One of Carl Davis’s most ambitious projects has been his score for Abel Gance’s epic masterpiece Napoléon. As The Scotsman commented in 1981:
‘…this is a voiceless opera… it will be impossible henceforth to imagine Gance’s film without Davis’s score….’
‘Abel Gance’s 1927 epic Napoléon was shown in its latest version… with live orchestral accompaniment composed and conducted by Carl Davis. It was magnificent, awe-inspiring, colossal, sublime - all those words you use when you look at a work of art and find your critical reactions defused by its enormity.’The Guardian (Jonathan Romney), 7 June 2000
‘The score is by Carl Davis, who was set a task that would have daunted Wagner; indeed, it is considerably longer that Götterdämmerung. Mr Davis, wisely, has not attempted to write the lot himself; he has ransacked Haydn, Mozart and above all Beethoven, and fitted their work to his so skilfully that the seams are truly imperceptible. On an ocean of C major the silent film floats, sounding depths and breadths that anyone would have thought impossible in a two-dimensional medium.’The Times (Bernard Levin), 23 June 1990
When the Kevin Brownlow-restored film with Carl’s music was last shown in London at the Southbank in 2004, with Carl conducting the London Philharmonic Orchestra, there was a storm of approval, not only for the emotional power of the film, but for the superb compilation score embracing music from the period by Beethoven and his contemporaries, interwoven seamlessly with Carl’s own music.

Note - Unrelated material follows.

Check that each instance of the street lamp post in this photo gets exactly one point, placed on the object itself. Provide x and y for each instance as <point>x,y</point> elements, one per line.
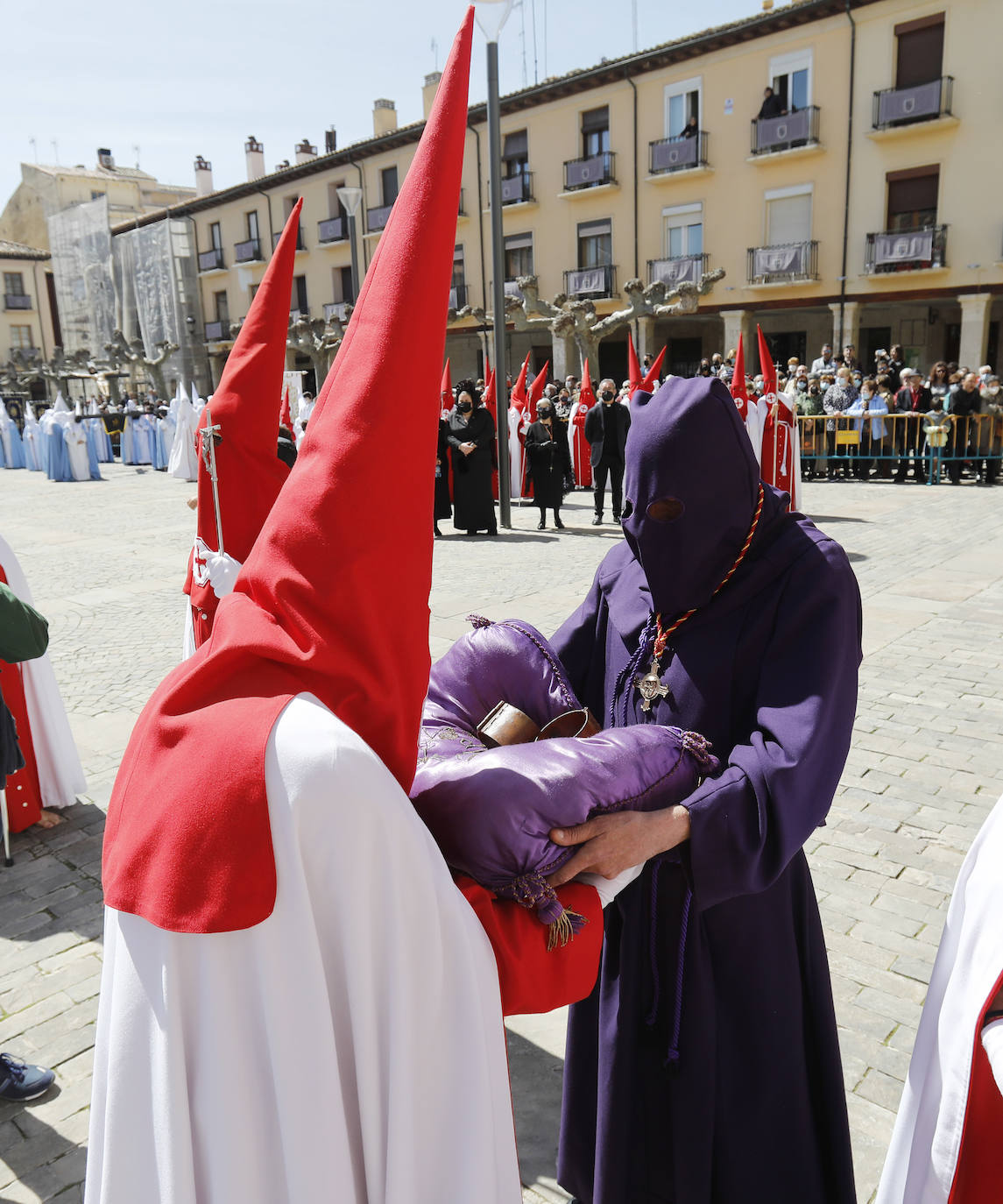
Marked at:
<point>352,198</point>
<point>491,15</point>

Rights issues have so far prevented several screenings, so it is great news that now the San Francisco Silent Film Festival will be presenting the US premiere on 24, 25, 31 March and 1 April 2012.
Each screening of the 5-½ hour epic will begin in the afternoon and will be shown in four parts with three intermissions. Each performance will be accompanied by the Oakland East Bay Symphony Orchestra with 75-year old Carl Davis at the helm in what will be a marathon conducting feat! The occasion is described by the organisers as ‘the cinema event of a lifetime’.